# Who makes a good goat milking machine?



## mysticokra (Feb 5, 2003)

I don't want to be a large dairy, but would be interested in a machine that could milk four goats. Anyone know of a smaller unit?

I could also use a source for good stainless steel buckets.

Thanks.


----------



## TexCountryWoman (Jun 22, 2004)

For such a small number of goats, a milking machine would not be cost effective but you can go to: 

www.hoeggergoatsupply.com

www.caprinesupply.com

They will send you free "paper" catalogs if you request them.


----------



## mysticokra (Feb 5, 2003)

TexCountryWoman said:


> For such a small number of goats, a milking machine would not be cost effective but you can go to:
> 
> www.hoeggergoatsupply.com
> 
> ...


Thanks, TexCountryWoman

I actually saw a couple of systems designed for up to six goats.
Now, what will I do with all that milk?


----------



## TexCountryWoman (Jun 22, 2004)

"Use all you can and freeze the rest!" When it's at it's peak supply, you will feel rich, like you have this wonderful abundant source that will go on and on.
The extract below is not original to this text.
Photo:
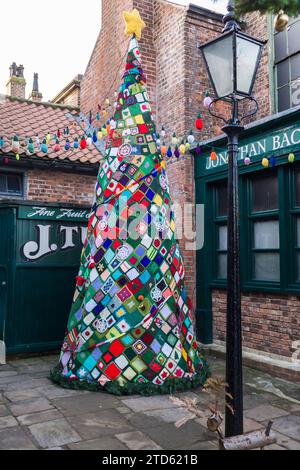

Do all the milk making things you want and freeze away. Fatten your hogs, dogs and chickens, etc. If you stagger the breeding of your goats, the supply may even out some, but generally, there is more milk during the spring and summer and it tapers off towards the fall and winter. I keep on a milking as long as I can. (I just tried to dry off a Lamancha and she sorta refused even after everything i could think of, she just wants to continue on. So I wormed her for breeding with Ivermectin and am throwing away the milk to the animals (because of the worming chemicals in the milk) and she is just putting along even though for two weeks i went through some serious steps to dry her off: She has been a once a day milker since June, then two weeks ago, i thought she needed a rest because she looked a little worn out from all her productiveness (still very healthy). So I milked every other day for 8 days. Then i skipped three days. Then i thought to myself that she was my last doe in milk and i just couldn't imagine no more milk and I broke down and milked her. There is no less milk than before. And she is much happier with her familiar routine. I was afraid I was going to mess up her perfect udder, but no, I didn't. She is an insistent milker. So I am going with it. I am used to Nubians, and even had Alpines in the past but have never seen a goat like this. I'll be quiet now, I am bragging about a goat breed again...but don't we all? Actually, I like them all. But man oh man, this LaMancha is something...by the way, she was already named "Perseverence" when I bought her. How fitting.


----------



## dlindley (Dec 19, 2002)

Here's a cheaper alternative, though I can't vouch for its quality:
http://westwoodfarms.netfirms.com/Milkers.htm


----------



## geminigoats (May 10, 2002)

Hi,

Its so hard to find a reasonably priced system, however, if you can afford it, new is best. I personally liked my Conde portable milker, it was set to milk 2 goats at once. I bought it used from an ad on one of the yahoo goat lists I was on yrs ago. Westwood does do good work and is as reasonable as possible. Try looking around, there is also cometothefarm.com they have auctions and classifieds, then there is also e-bay. If I have time I'll try to find a post, think it was Lost Nation, yep, it was, do a search for Lost nation goats and there is a trading link there, she had a 2 goat milking system for barter. Hope that helps.

Bernice


----------



## Vicki McGaugh TX Nubians (May 6, 2002)

http://westwoodfarms.netfirms.com/Milkers.htm

His machines are great, I have one that I take to shows since it is portable, but defiently a workhorse that can work on the farm. They are nothing more than air compressors that suck instead of blow  What's great about Westwood is that he helps you through the breakin process and fixes anything that goes wrong, he never tires of emailing you back no matter how innane the questions get. Guess how I know this???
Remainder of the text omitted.